30 Jahre, nachdem Österreichs einziges Atomkraftwerk fertig gestellt wurde, liefert es nun: Solarstrom. Denn der Meiler in Zwentendorf war zwar schon betriebsbereit, 1978 entschieden sich aber die Österreicher per Volksentscheid dagegen, es einzuschalten. Seitdem ist Zwentendorf das Synonym für Österreichs größte Investitionsruine.

Von Alexander Musik |
    Die Straße zum Atomkraftwerk hat keinen Namen. Hier fährt auch niemand hin außer denen, die den Weg seit Jahren kennen: Deutsche Kraftwerkstechniker nutzen das AKW Zwentendorf als Übungsreaktor; und als Ersatzteillager für fünf baugleiche deutsche Siedewasserreaktoren. Dann ist da noch Johann Fleischer; er muss den Betonklotz am Rande der Auwaldlandschaft bewachen: 1050 Räume, kein Fenster, keine Nachbarn. Fleischer öffnet das Tor ins Innere der Anlage, wo alles so aussieht, wie es die Belegschaft hinterlassen hatte, als am 5. November 1978 klar war, dass 50, 4 Prozent der Österreicher keinen Atomstrom wollen.

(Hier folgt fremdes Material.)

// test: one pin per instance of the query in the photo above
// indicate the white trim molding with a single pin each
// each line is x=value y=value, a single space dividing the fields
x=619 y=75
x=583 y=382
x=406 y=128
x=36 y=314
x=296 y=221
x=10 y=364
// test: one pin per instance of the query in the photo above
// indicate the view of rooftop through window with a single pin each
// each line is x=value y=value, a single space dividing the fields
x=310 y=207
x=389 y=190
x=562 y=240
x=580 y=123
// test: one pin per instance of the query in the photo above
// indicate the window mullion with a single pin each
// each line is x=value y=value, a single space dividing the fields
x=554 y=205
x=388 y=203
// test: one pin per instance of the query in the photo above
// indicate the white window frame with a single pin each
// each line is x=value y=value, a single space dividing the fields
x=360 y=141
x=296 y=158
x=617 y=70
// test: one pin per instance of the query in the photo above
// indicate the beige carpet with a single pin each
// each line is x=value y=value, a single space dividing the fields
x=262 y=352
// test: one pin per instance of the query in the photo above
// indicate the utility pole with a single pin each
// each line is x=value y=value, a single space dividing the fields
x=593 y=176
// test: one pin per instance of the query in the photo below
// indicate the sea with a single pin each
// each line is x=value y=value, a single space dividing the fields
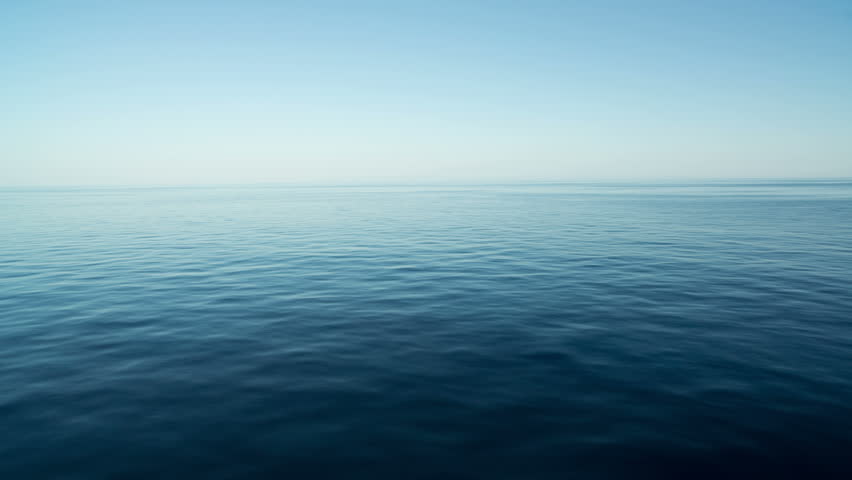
x=543 y=331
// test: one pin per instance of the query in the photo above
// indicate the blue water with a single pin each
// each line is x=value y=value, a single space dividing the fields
x=518 y=332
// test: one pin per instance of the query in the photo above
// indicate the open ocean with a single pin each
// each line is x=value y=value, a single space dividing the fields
x=582 y=331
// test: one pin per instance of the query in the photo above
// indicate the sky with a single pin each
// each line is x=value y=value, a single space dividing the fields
x=349 y=91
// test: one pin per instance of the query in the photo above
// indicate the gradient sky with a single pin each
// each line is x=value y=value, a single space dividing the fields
x=175 y=92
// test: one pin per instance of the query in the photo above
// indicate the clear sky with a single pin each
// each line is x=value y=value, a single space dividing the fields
x=180 y=91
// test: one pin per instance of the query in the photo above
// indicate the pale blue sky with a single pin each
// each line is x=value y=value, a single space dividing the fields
x=174 y=92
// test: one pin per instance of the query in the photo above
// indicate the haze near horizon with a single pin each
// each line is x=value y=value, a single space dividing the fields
x=242 y=92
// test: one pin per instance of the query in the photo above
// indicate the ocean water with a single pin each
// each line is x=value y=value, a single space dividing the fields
x=484 y=332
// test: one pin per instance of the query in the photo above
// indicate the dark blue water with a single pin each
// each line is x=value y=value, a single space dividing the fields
x=518 y=332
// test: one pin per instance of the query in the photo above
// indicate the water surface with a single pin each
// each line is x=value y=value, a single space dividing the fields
x=518 y=332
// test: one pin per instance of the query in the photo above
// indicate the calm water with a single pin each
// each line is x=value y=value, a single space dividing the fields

Im Reaktorraum selbst sind Brennelemente ausgestellt, drei Attrappen radioaktiver Pellets.

    "Das ist der Kernbesatz mit Uran 235, wo dann Wärme erzeugt worden wäre beziehungsweise die Dampferzeugung stattfindet. Das ist so ähnlich wie beim Otto-Motor, das Grundprinzip ist das Gleiche, die Anlagen in Deutschland sind modernisiert worden beziehungsweise technisch aufgerüstet und erweitert."

    Fahrt mit dem Aufzug auf 39 Meter Höhe. Vor vier Jahren kaufte der Stromkonzern EVN, der vor allem in Österreich, Mazedonien und Bulgarien aktiv ist, und über seine Tochterfirma Energieallianz auch auf dem deutschen Markt mitspielt, das Kraftwerk samt 24 Hektar Grundstück. Kaufpreis 2,5 Millionen Euro, ein Schnäppchen. Denn Zwentendorf ist ein genehmigter Kraftwerksstandort, das ist sein größter Trumpf, denn so erspart sich das Unternehmen jahrelange Genehmigungsverfahren.
    Auf dem Dach des Kraftwerksblocks erläutert EVN-Mann Stefan Zach, worum es geht.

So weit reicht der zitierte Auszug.